Despite the lavish praise it received from the wider arts press, most theatre folk I know were oblivious to it, because it was concealed behind the cultural iron curtain that is the comedy section of the fringe guide.
I was distantly aware the show existed and had been well received, but only really understood what it was when it made the leap to Netflix this summer.
This year, I read reviews of Kieran Hodgson’s ‘75 and Natalie Palamides’ Nate that made them both sound considerably better than most of the theatre I’d seen at the festival. I thought ‘screw it’ and booked them both, and am intensely glad that I did.
Nate is a brilliant audience interactive show hosted by Palamides’ eponymous douchebag male alter ego. It is excruciatingly funny while stealthily weaving in a number of deeply challenging questions about the nature of consent.
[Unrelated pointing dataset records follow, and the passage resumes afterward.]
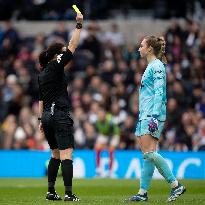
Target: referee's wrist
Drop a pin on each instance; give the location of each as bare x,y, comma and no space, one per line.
155,116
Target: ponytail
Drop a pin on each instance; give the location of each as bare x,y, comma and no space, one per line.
158,45
161,54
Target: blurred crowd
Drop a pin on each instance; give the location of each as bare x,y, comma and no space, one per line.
103,82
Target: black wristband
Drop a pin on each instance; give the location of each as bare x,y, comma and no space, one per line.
79,25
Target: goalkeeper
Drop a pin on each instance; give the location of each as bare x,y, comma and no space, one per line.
152,115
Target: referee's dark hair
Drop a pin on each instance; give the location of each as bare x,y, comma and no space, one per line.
47,55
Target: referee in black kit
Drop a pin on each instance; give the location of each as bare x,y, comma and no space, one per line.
55,120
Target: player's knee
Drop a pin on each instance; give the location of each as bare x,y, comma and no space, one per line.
66,154
149,156
55,154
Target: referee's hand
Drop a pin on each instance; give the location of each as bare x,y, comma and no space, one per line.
79,18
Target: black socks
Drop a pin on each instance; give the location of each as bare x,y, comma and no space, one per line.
53,167
67,173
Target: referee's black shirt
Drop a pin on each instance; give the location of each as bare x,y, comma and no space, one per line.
52,82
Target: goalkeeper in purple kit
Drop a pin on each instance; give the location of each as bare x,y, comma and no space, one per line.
152,115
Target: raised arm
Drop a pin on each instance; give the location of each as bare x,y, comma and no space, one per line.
76,34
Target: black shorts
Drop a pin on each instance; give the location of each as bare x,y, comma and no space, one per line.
58,129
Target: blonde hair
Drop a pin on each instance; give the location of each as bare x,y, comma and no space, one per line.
158,44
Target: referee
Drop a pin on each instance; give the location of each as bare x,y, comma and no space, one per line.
55,120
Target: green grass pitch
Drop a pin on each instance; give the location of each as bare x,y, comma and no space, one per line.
96,191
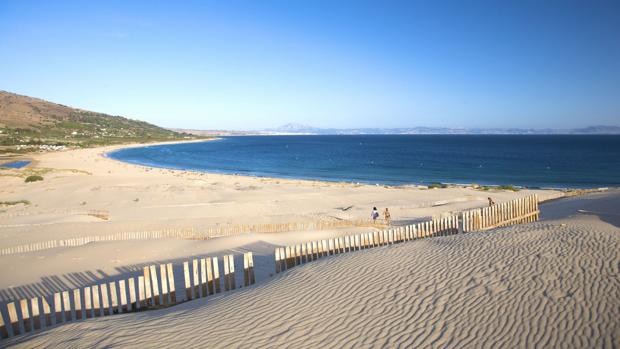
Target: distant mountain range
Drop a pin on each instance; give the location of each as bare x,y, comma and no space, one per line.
309,130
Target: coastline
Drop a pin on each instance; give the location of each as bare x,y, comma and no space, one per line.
473,185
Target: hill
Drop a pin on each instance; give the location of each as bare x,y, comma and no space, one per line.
293,128
28,123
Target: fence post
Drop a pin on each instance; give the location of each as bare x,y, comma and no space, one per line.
77,302
3,330
195,278
87,303
23,304
36,315
147,286
104,299
96,303
133,305
13,319
171,286
123,292
188,282
113,297
216,275
58,308
155,285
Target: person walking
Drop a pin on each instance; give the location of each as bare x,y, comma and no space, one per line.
387,217
374,215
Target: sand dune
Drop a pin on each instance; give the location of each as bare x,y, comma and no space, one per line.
551,284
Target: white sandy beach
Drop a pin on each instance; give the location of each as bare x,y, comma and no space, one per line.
546,284
147,199
551,284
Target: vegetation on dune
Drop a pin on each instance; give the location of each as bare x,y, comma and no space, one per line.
28,124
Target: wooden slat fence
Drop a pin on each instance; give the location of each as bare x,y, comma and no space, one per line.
154,289
189,234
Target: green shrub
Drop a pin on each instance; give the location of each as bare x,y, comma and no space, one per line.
33,178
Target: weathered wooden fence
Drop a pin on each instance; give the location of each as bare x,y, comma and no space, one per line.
188,234
517,211
157,288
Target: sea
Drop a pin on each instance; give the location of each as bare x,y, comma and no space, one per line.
533,161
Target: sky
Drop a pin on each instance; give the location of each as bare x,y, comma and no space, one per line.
250,65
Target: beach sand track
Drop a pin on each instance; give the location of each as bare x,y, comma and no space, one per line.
536,285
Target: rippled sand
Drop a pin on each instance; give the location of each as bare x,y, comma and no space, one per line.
552,284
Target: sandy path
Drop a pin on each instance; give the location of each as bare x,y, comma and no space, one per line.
547,284
145,199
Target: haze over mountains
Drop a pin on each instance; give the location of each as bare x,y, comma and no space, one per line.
40,120
304,129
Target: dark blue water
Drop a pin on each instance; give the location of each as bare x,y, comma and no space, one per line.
532,161
15,164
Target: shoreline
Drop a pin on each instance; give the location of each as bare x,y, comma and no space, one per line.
475,186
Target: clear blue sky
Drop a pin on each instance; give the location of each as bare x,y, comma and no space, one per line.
259,64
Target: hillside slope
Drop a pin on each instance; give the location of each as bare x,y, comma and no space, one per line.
31,121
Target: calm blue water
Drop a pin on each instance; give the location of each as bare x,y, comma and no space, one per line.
532,161
16,164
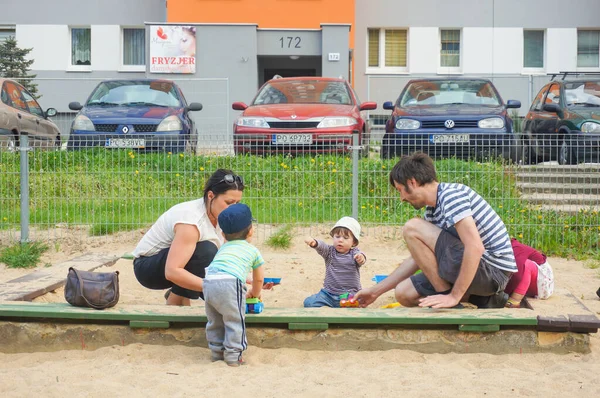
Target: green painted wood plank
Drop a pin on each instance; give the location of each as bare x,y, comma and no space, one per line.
149,324
479,328
342,316
308,326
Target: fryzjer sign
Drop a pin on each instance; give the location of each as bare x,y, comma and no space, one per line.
172,49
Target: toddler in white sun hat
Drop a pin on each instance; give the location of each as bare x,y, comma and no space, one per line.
342,264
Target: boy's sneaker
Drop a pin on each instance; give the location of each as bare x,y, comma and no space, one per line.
215,357
237,363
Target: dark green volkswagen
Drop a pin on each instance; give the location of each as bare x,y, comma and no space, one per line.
563,123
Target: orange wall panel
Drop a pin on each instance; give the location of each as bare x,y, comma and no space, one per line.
288,14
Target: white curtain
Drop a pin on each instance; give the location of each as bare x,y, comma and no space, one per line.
81,46
134,46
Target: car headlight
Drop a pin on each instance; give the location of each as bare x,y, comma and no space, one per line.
83,123
258,122
590,127
407,124
336,122
170,123
491,123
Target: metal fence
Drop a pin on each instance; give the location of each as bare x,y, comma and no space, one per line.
99,191
94,190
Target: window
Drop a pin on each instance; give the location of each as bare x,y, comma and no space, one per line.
134,46
81,46
588,45
450,51
387,48
5,33
533,49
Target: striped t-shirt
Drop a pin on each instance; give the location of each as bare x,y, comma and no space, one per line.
458,201
341,270
236,258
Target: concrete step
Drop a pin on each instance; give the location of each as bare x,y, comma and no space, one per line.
559,199
570,208
559,188
553,167
560,178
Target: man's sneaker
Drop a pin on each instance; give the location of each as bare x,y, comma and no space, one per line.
239,362
497,300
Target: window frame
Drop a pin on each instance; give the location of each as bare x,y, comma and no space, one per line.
78,68
587,68
382,69
446,70
131,68
526,70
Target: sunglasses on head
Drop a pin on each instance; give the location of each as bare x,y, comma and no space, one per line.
231,179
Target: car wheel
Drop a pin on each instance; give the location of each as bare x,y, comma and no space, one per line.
565,153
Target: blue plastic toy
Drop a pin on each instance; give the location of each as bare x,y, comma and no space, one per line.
254,306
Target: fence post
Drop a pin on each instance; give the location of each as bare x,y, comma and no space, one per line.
355,152
24,175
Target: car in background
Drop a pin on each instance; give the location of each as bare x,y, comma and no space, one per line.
135,113
300,115
20,113
563,123
450,117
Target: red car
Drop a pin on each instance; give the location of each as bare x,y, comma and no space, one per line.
301,115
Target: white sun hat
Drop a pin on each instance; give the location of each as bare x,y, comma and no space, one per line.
349,223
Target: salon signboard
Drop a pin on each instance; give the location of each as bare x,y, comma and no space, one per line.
172,49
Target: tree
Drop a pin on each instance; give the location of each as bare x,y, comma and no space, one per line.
13,64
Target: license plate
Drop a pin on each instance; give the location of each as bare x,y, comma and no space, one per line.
449,138
125,143
292,139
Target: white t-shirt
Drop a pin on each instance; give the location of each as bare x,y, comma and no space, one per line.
162,233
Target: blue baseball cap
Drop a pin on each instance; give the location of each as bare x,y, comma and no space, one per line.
235,218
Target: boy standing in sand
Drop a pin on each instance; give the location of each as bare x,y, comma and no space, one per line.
225,291
342,263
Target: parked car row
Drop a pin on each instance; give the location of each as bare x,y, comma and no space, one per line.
462,117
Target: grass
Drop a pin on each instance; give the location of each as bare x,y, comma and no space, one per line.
281,239
118,190
25,255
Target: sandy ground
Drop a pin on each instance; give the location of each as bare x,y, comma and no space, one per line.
140,370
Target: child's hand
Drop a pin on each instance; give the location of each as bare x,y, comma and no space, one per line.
310,241
360,258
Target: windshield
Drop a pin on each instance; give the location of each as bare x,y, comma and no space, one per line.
582,94
304,92
135,93
444,92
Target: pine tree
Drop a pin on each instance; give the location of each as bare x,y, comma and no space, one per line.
13,64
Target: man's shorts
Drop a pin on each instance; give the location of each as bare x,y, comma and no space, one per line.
449,251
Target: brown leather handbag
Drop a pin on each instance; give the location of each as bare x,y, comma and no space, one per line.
97,290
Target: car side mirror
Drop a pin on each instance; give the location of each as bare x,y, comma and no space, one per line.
368,106
553,108
75,106
239,106
194,106
513,104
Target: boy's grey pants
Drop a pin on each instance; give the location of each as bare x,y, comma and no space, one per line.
225,304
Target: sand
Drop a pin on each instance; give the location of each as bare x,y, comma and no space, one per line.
142,370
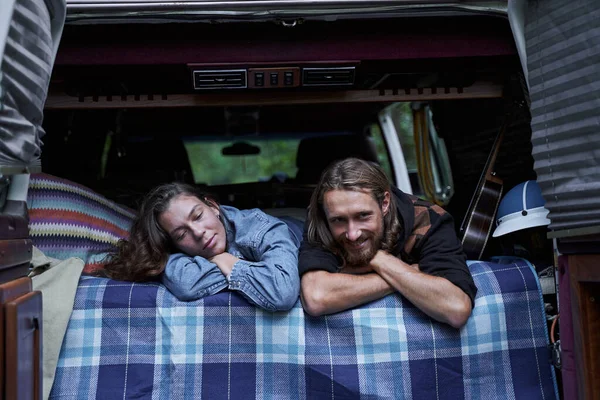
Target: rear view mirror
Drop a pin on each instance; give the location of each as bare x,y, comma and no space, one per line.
240,149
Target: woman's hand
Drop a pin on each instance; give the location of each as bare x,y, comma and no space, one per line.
225,262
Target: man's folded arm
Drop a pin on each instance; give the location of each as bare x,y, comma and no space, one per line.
323,292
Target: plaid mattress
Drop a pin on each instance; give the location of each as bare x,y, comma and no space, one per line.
134,341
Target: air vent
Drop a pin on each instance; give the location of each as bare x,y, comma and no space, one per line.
335,76
220,79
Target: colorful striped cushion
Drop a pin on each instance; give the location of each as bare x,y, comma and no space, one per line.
69,220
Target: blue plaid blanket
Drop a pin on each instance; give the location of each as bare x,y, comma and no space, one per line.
136,341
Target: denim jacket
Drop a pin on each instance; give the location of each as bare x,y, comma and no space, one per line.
266,274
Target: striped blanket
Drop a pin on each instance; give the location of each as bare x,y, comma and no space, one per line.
134,341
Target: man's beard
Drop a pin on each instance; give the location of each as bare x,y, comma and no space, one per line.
359,257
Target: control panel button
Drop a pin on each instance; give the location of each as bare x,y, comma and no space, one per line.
288,79
259,79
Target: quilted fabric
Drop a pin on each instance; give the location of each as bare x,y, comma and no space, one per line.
69,220
133,341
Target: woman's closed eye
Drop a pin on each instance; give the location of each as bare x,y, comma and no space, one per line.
179,237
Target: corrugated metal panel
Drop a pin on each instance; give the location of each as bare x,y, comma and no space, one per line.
563,58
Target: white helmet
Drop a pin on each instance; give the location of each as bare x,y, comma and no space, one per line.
522,207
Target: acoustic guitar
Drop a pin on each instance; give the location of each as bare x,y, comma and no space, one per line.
479,219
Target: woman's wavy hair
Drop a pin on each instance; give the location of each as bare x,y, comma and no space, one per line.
358,175
144,255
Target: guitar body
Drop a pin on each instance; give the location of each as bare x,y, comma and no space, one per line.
481,218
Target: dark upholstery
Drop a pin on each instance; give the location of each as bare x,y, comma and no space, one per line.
316,153
142,165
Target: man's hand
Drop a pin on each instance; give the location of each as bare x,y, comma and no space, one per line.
365,269
435,296
324,292
382,257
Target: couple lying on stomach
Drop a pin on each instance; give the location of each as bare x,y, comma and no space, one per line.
363,240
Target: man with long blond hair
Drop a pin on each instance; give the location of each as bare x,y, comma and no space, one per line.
365,239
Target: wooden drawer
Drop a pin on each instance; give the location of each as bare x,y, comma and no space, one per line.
8,291
24,347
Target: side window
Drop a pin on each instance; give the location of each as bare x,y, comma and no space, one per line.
401,118
382,152
423,150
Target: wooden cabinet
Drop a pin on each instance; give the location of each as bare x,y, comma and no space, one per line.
20,341
584,273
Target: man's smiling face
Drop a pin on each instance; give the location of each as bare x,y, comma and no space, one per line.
355,220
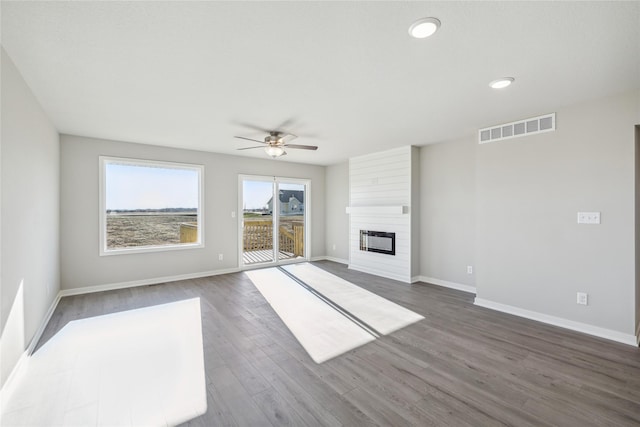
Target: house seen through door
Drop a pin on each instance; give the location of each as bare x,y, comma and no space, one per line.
274,220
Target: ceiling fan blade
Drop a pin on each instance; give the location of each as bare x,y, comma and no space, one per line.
302,147
249,148
253,127
250,139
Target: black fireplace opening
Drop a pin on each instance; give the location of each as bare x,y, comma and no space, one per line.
378,241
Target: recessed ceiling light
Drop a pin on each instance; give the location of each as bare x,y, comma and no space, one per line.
502,82
424,27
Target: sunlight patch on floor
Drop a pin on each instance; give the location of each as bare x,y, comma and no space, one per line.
322,330
137,367
380,313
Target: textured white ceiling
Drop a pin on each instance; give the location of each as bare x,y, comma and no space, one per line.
342,75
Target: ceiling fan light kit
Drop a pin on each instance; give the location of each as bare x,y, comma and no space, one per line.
275,142
274,151
423,28
501,83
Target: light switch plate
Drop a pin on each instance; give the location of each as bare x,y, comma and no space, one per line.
588,217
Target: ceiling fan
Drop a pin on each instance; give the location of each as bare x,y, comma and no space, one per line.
275,143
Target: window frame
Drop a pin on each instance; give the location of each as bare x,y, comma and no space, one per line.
103,161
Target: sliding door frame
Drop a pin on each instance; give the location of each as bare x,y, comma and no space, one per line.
275,217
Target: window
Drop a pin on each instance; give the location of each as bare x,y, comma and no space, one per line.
149,206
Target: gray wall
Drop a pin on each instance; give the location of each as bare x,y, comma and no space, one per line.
530,251
448,211
29,213
337,220
81,265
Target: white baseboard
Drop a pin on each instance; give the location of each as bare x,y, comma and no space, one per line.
144,282
16,372
446,284
559,321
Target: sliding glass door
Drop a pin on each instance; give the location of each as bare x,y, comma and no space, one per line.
274,221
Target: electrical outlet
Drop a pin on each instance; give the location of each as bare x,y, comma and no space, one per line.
582,298
588,217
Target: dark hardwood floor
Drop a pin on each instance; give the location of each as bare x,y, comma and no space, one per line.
461,366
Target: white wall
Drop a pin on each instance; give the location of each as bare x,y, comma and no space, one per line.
530,252
337,220
448,211
637,246
81,265
381,179
29,266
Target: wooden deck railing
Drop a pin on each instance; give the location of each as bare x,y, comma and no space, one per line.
258,235
188,232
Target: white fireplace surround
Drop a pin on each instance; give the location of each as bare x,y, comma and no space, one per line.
377,210
381,189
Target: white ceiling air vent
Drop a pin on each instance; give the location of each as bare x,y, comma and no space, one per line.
540,124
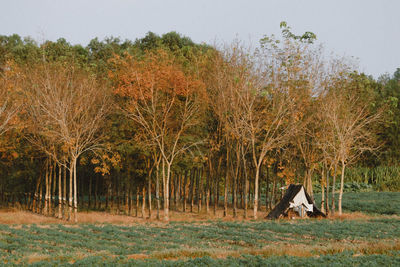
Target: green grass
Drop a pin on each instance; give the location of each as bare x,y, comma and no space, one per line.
385,203
309,242
88,243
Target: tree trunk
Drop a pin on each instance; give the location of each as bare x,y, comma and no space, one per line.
208,178
327,192
143,201
149,193
158,192
49,195
75,194
333,190
90,192
341,189
71,175
267,203
60,215
65,204
323,192
198,191
184,191
226,184
46,195
255,207
54,188
137,201
166,177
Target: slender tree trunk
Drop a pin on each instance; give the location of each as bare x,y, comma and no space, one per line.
199,186
255,207
333,190
192,176
60,215
127,203
49,195
158,191
226,183
46,195
149,193
323,181
54,188
36,195
341,189
96,188
166,190
90,192
65,204
71,176
267,203
75,194
246,190
208,178
184,191
143,201
137,201
327,193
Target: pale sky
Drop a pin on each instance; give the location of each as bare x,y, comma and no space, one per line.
365,29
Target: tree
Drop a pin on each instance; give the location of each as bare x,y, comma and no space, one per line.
350,120
66,109
164,102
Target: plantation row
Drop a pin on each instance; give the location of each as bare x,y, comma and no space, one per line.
163,123
87,242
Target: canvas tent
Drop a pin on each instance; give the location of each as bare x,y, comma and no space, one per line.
297,199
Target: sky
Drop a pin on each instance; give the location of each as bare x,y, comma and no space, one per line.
367,30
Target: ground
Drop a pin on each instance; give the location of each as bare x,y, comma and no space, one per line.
356,238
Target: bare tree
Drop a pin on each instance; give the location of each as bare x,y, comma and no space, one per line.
67,106
350,122
164,102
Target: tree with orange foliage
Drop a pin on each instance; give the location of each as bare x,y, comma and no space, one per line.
9,104
164,102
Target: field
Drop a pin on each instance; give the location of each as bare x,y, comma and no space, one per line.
357,238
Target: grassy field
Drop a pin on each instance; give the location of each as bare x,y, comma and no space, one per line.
354,239
387,203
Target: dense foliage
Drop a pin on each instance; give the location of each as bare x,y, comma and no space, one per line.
174,123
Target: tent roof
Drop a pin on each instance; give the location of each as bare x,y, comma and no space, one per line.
284,204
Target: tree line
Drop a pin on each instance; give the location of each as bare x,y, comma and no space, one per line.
164,123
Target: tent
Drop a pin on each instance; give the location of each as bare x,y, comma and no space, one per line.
297,199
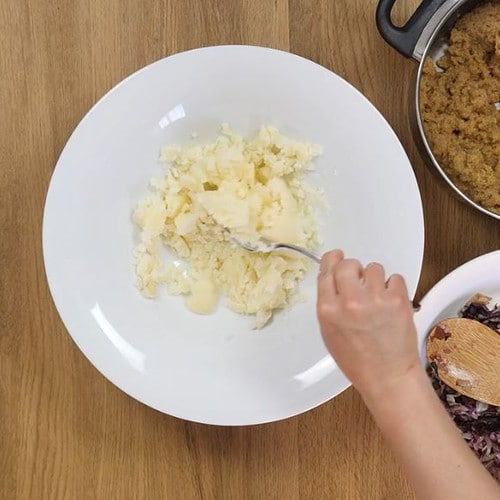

Hodgson’s show is a nerdy performance lecture on the history of Britain’s relationship with Europe between 1963 and 1975 that would surely be catnip to anybody who has ever remotely enjoyed a James Graham play.
Either could have been classified as theatre; if they were programmed at Summerhall nobody would have batted an eyelid. After all, stand-ups like Mark Thomas and Daniel Kitson get plenty of attention from the theatre press – because they choose to classify their work as theatre.
I always grumble at friends who talk about the fringe as if it’s solely a comedy festival, with the theatre merely incidental. But the theatre community can treat it as if it were the opposite.
Fringe theatre critics’ avoidance of comedy is not parochialism or snobbery: the problem is that the festival represents a genuinely overwhelming body of work. Limiting yourself to the theatre section at least constitutes parameters.
Still, in a year in which the likes of Lyn Gardner and Richard Jordan have mused that there’s not been a standout theatre show, perhaps it’s worth taking a look at the purple section of that mammoth programme for fresh inspiration.
That’s what the venerable Total Theatre Awards did this year. It may have been the only comedy show nominated, but Nate deservedly triumphed in the innovation, experimentation and playing with form category.
Randomly picking comedy shows out of a hat is probably not the method to unearth theatrical gold. But I think theatre types at the fringe should consider that it’s worth at least keep an eye on what’s causing a buzz in comedy.
There are middling or disappointing plays that might get visited by virtually every theatre hack there, while we’re collectively oblivious to earthshaking work like Nanette that’s happening in the same venues. Theatre, comedy: at the end of the day they’re just labels.